La stature protéiforme d'homme de société, que Bomans commença à se découvrir dès ses années de collège pour l'amplifier ensuite dans le monde des associations estudiantines des universités d'Amsterdam et de Nimègue, l'écrivain se la confirma définitivement grâce à ses nombreuses et très populaires collaborations radiophoniques ou télévisées. Une personnalité originale s'y affirmait par le biais du personnage public désormais connu de tous, application, au niveau de la consécration d'une carrière littéraire par les mass media, d'un procédé plus général et de longue date coutumier à l'auteur: s'approprier, pour en jouer ensuite en virtuose, des rôles empruntés.

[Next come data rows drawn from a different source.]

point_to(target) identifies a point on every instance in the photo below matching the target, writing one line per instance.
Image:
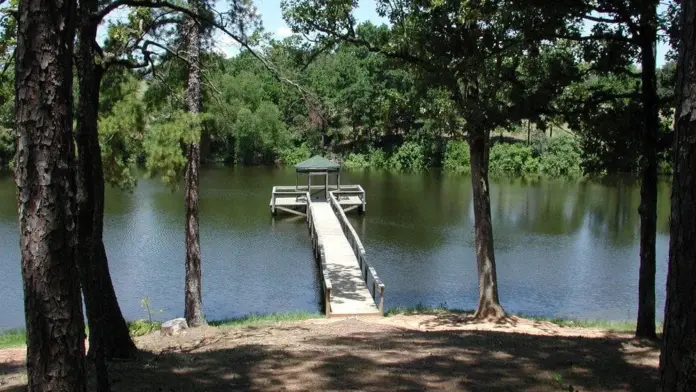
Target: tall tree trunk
(108, 328)
(489, 304)
(678, 357)
(45, 178)
(645, 327)
(193, 300)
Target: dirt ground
(444, 351)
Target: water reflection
(563, 248)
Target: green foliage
(293, 155)
(12, 338)
(259, 135)
(7, 147)
(143, 327)
(165, 145)
(378, 159)
(356, 161)
(512, 159)
(408, 157)
(457, 159)
(121, 134)
(253, 319)
(561, 157)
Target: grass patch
(604, 325)
(12, 338)
(143, 327)
(265, 319)
(421, 309)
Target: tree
(109, 336)
(678, 356)
(193, 301)
(622, 32)
(45, 176)
(475, 52)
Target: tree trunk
(193, 302)
(645, 327)
(108, 329)
(45, 178)
(678, 357)
(489, 304)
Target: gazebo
(318, 166)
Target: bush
(378, 159)
(356, 161)
(512, 159)
(408, 157)
(143, 327)
(294, 155)
(457, 159)
(7, 147)
(561, 157)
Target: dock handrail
(359, 251)
(318, 248)
(353, 190)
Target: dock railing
(377, 287)
(279, 191)
(318, 249)
(351, 190)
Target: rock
(173, 327)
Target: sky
(272, 19)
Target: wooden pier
(350, 285)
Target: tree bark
(678, 356)
(45, 178)
(108, 329)
(489, 304)
(193, 300)
(647, 210)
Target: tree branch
(601, 20)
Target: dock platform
(293, 199)
(350, 285)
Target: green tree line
(405, 96)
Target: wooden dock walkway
(351, 286)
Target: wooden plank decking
(349, 295)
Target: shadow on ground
(396, 359)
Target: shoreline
(16, 337)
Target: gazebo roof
(317, 164)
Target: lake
(563, 248)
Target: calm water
(563, 249)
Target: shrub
(561, 157)
(457, 159)
(294, 155)
(512, 159)
(356, 161)
(378, 159)
(408, 157)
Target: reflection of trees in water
(414, 210)
(607, 207)
(538, 206)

La manifestation la plus aiguë de cette tendance fut sans doute une curieuse prédilection à s'affubler du rôle folklorique de saint Nicolas. A l'âge de sept ans le futur écrivain fut, nous dit-on, fort impressionné lors d'une fête où un proche collaborateur de son père avait joué le rôle du saint homme. Pendant toute sa vie, Bomans ne manquera pas une occasion de s'approprier le personnage: identification passagère, mais récurrente et primordiale, où le bouffe se mêle inextricablement au sérieux. Au nostalgique aussi... Car, en dépit de tout succès (Bomans fut le premier écrivain néerlandais à avoir, dès 1960, son club de fans), notre auteur demeura jusqu'au bout l'homme d'un doute et d'un incontestable déchirement. Une même ligne de force dominait dans leur diversité les exubérantes manifestations de cet artiste entre tous symbolique: celle d'un effort créateur s'affirmant dans la transposition - au sens double de refus et de tentative jamais consommée d'intégration -, d'un donné biographique à l'ancrage sociologique et historique d'ailleurs surdéterminé.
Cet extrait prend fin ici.